Analysis of split-half-reliability showed a good global reliability with a Spearman-Brown coefficient of .90. PCEP-GR subscales showed acceptable to good reliability indices in the analysis of internal consistency. Attitudes towards palliative care slightly missed the criterion of acceptable reliability. This may be due to the heterogeneous construct of attitudes towards palliative care. Overall, the PCEP-GR questionnaire can be considered to be a robust and reliable measurement tool.

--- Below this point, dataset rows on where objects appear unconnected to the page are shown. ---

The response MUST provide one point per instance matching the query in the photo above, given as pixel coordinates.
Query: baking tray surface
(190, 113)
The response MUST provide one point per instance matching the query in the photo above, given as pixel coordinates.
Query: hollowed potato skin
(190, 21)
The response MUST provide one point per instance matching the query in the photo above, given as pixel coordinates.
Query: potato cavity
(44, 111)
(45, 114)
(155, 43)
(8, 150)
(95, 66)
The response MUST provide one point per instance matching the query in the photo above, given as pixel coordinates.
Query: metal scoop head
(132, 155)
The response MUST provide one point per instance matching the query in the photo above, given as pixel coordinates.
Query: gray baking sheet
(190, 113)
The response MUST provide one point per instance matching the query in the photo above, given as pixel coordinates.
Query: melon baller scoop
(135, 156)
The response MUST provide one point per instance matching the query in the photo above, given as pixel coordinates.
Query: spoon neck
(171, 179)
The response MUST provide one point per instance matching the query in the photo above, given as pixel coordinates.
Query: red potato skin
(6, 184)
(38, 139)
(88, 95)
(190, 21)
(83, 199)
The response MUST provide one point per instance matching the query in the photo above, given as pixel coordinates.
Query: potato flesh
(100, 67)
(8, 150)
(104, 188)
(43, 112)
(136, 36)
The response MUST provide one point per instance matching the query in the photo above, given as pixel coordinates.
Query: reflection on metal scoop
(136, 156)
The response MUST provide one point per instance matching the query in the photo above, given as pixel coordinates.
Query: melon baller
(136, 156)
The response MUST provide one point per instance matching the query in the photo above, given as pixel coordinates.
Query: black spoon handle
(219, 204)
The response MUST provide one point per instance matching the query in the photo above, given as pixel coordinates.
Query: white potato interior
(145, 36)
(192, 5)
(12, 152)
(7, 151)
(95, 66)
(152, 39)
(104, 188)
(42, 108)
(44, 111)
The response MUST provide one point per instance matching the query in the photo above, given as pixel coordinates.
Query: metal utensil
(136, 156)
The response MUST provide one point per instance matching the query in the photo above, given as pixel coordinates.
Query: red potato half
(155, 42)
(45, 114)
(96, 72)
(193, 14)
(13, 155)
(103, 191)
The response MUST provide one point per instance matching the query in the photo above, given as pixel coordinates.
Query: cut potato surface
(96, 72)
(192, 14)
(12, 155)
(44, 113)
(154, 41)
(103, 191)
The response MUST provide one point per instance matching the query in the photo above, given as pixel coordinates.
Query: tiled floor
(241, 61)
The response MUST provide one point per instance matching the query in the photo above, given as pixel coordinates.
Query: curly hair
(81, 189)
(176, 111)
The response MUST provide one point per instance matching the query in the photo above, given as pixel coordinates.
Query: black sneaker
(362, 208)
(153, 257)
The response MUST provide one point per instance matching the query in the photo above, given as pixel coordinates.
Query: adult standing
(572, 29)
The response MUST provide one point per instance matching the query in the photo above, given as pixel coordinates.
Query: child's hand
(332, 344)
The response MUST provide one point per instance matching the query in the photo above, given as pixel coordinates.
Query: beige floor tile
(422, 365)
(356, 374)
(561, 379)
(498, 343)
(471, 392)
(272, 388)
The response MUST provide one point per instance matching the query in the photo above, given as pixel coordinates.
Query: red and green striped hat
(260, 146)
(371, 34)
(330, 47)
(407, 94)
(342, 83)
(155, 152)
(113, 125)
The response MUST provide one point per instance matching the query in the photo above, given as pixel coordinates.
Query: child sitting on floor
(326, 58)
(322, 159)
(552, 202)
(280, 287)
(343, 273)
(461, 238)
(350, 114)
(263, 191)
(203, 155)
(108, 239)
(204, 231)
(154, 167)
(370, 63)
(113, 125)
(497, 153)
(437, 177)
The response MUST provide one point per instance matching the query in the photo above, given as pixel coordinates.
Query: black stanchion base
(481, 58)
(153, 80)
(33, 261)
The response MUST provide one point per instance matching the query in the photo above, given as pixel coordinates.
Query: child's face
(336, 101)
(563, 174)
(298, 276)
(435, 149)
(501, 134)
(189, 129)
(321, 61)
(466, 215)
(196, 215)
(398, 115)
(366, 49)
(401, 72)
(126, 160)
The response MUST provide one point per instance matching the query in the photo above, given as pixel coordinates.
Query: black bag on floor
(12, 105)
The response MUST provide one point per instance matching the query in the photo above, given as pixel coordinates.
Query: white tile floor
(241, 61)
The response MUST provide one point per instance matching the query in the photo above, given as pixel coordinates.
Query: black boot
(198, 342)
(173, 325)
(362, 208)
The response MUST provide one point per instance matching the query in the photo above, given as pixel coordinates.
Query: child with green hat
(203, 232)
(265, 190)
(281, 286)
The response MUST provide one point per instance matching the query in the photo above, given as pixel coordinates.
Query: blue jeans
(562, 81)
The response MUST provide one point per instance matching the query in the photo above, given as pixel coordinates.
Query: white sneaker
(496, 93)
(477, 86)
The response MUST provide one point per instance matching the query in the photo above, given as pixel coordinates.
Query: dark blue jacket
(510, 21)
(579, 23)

In the evaluation instruction, we suggested four subscales and a global PCEP-GR index. For the subscales, a mean of raw values of the corresponding items was suggested. For the overall evaluation of UPCE programs, a global index (sum of subscales) was suggested. This procedure has the decisive advantage that all of the PCEP-GR aspects are weighted equally. On the other hand, it also depends on the assumption that all of these aspects are equally important regarding a global outcome parameter of UPCE. Since there is no general consensus on outcome parameters for UPCE, the question of hierarchical importance of different aspects of palliative care competence, skills and knowledge remains unsolved. There is, therefore, still a necessity for more research regarding this objective. Until further research may yield contrary findings, the PCEP-GR questionnaire seems to be a recommendable solution, considering its feasibility and psychometrical properties.

Limitations

Despite the advantages of the PCEP-GR questionnaire, it must be conceded that questionnaire-based evaluation of UPCE in medical students has its limitations. In addition to attitudes towards palliative care and self-efficacy expectation, the construct of competence in palliative care includes also practical aspects with regard to providing palliative care and communicating with patients and relatives. Consequently, it would be advisable to supplement a questionnaire-based evaluation of UPCE programs by means of Objective Structured Clinical Examinations (OSCE) [46, 47] in order to gain valuable and more robust behavioural outcome data [28, 48, 49] Due to limited resources, however, this option is rarely feasible at university medical centres. Against the background of these circumstances and restrictions, questionnaire-based evaluation tools incorporating aspects of attitudes and self-efficacy expectation constitute a good interim solution for the evaluation of UPCE programs. It has furthermore to be mentioned that, due to unavailable sample characteristics, no further analyses of systematic differences in PCEP-GR scores concerning age and gender were possible. In the current study we were not able to assess PCEP-GR’s test-retest reliability since there was only a single time point of measurement. It was also not possible for us to investigate PCEP’s known-group validity, discriminant and convergent validity. Furthermore, our pilot study did not specifically focus on economic benefits although we were able to show that the application and administration of PCEP-GR can be easily integrated into large student cohorts without additional staffing support. There is more research needed to develop PCEP-GR, assess its psychometric properties further and to specifically evaluate its economic benefit.

Conclusions

The PCEP-GR questionnaire has proven to be a feasible, economic, valid and reliable tool for the assessment of UPCE in medical students that also comprises the aspects of self-efficacy expectation and relevant attitudes towards palliative care.